Dark Sun’ın oyunculara verdiği yeni öğeler ise yarı-dev, yarı cüce- yarı insan Mul, dev bir çekirgeyi andıran Thri-kreen adlı ırkların yanısıra, Psionicist adında, beyin gücü kullanarak büyü yapan yeni bir sınıf içerir. Bence Athas’ın en güzel yanlarından biri, diğer gerçekliklerde “Tolkien’in suyunun suyunun suyu” olarak işlenmiş elf ırkının “çölü boydan boya koşan, vahşi ve acımasız kabileler” şeklinde çok farklı yorumlanmasıdır. Başka bir detay da, asla zırhlı bir şövalye göremeyecek olmanızdır zira metal yoktur. Yani çok nadirdir. Kullanılan silahlar genellikle kemik, sertleştirilmiş deri ya da obsidyenden yapılır.
Zor bir ortam olduğu için, normalde 18’e kadar çıkabilen karakter özellikleri 20, hatta ırka göre 24’e kadar çıkabilir. Normal AD&D’de bu skor “godlike”, yani tanrısal olarak bilinir. Ama Athas, tanrılar için dahi ölümcüldür. Dark Sun da TSR’ın her dünyası gibi çeşitli çağlara sahiptir, ancak bence mitolojisi bir Forgotten Realms ya da Dragonlance’den çok daha derindir. Bu nedenle pek çok hayranı olmuştur. Buna rağmen TSR’dan üvey evlat muamelesi görmüş Dark Sun’ın yayın tarihçesi çok karışıktır. Bu gerçeklik hakkında daha detaylı bir tanıtımı önümüzdeki günlerde yapacağım. Şimdi bilgisayar oyununa dönelim.

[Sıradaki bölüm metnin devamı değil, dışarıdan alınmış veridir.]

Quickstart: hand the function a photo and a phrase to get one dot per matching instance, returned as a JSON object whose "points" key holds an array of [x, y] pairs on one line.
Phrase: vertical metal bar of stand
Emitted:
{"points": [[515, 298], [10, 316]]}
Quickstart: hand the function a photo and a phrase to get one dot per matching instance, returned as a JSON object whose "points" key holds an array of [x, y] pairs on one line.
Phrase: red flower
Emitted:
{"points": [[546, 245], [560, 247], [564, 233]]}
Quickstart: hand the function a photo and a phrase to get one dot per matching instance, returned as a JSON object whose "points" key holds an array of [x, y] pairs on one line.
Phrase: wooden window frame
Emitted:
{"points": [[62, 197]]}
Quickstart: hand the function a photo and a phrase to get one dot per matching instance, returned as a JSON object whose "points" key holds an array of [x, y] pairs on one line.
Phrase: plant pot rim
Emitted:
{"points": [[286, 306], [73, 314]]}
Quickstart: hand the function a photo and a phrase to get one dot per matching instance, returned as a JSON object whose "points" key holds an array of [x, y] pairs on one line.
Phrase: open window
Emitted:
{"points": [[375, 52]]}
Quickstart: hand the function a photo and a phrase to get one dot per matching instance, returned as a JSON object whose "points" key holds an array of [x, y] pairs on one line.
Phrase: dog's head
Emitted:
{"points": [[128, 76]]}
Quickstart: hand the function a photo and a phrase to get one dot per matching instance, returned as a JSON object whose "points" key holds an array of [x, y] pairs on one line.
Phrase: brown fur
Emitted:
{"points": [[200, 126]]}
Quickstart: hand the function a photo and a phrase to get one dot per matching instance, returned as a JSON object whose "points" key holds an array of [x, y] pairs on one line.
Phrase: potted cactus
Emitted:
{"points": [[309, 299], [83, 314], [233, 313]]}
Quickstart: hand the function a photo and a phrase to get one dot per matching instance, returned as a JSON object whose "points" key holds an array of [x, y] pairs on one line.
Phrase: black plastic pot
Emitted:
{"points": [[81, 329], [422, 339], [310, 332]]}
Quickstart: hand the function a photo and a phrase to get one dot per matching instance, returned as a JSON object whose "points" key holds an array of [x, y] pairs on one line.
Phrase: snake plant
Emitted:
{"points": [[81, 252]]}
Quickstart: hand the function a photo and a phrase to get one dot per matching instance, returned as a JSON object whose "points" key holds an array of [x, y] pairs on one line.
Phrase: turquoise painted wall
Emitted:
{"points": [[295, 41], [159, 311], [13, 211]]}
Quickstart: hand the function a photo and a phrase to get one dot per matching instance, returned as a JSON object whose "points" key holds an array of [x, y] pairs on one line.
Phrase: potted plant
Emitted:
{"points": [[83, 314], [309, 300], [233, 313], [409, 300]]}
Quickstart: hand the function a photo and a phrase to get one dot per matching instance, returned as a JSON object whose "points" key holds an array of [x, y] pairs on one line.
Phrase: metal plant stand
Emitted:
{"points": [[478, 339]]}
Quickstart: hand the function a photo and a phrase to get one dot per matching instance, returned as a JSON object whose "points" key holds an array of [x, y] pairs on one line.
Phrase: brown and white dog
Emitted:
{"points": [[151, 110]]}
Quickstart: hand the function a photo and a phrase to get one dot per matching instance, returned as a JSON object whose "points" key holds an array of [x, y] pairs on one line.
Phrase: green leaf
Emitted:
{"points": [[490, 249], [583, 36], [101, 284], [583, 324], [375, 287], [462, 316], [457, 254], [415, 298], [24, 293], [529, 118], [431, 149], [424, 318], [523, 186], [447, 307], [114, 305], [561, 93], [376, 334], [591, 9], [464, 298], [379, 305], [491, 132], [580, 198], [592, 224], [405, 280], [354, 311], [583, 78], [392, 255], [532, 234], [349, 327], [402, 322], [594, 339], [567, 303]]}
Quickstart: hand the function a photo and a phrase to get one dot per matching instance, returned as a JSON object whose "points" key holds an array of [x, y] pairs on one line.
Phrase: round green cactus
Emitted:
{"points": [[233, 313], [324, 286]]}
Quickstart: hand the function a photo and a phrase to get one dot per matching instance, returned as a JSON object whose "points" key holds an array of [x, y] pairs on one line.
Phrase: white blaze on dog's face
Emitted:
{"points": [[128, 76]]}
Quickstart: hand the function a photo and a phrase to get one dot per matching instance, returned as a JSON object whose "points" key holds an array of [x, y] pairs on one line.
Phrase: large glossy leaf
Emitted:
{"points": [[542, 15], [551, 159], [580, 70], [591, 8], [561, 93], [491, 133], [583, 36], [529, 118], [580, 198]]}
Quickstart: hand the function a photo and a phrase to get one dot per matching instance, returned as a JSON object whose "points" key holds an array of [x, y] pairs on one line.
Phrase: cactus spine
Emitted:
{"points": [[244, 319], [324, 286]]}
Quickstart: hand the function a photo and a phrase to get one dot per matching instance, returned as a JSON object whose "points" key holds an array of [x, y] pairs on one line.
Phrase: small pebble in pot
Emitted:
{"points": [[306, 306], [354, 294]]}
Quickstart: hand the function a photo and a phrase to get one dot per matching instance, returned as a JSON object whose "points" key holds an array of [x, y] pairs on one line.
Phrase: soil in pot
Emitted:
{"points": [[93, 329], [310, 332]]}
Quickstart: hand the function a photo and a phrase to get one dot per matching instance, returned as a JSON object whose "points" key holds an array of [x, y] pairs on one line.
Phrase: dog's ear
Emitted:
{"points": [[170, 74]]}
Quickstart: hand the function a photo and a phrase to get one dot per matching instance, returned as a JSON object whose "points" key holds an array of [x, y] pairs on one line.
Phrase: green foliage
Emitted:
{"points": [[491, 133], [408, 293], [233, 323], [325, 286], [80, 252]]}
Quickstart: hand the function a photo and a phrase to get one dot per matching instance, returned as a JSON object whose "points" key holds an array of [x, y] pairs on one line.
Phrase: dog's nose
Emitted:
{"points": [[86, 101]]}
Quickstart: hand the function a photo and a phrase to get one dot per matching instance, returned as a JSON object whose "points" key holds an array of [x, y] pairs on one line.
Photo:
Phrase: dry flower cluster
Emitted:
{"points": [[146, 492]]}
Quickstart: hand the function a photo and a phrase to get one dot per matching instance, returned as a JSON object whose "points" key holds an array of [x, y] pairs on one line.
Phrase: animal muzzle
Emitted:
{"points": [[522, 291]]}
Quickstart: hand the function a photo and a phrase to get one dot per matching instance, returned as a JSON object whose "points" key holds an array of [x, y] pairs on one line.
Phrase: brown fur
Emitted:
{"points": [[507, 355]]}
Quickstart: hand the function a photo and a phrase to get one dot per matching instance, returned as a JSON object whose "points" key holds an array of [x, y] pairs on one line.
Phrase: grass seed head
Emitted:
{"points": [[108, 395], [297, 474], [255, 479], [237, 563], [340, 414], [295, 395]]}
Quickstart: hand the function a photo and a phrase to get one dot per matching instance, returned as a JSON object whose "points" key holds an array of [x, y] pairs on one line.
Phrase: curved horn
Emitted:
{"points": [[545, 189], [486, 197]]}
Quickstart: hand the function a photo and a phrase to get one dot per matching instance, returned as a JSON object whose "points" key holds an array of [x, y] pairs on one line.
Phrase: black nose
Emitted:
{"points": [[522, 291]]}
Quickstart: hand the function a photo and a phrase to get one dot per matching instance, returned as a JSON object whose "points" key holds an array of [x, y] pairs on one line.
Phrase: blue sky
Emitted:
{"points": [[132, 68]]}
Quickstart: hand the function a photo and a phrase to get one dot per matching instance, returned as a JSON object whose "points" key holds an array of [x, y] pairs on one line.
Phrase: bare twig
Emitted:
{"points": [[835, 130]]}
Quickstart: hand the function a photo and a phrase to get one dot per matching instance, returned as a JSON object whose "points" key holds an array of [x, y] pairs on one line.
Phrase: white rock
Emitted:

Ortam Güzel Oldu, Hadi Oyununu Yapalım!
Dark Sun: The Shattered Lands’in konusu, adından da anlaşılabileceği gibi, çölde kopuk ve başına buyruk yaşayan halkları birleştirmek üzerinedir. Az önce bahsettiğim büyük şehirlerden Draj’da, Büyücü Kral Tectuktitlay için bir piramit yapılmaktadır. Bu piramidin yapımında binlerce köle çalışmaktadır tabii ki. Kral, büyük piramidin bitişini kutlamak için bol bol kurban istemektedir! Kaynak olarak da uzun zamandır kendisine sıkıntı veren civar yerleşimlerdeki insanları kullanmak niyetindedir.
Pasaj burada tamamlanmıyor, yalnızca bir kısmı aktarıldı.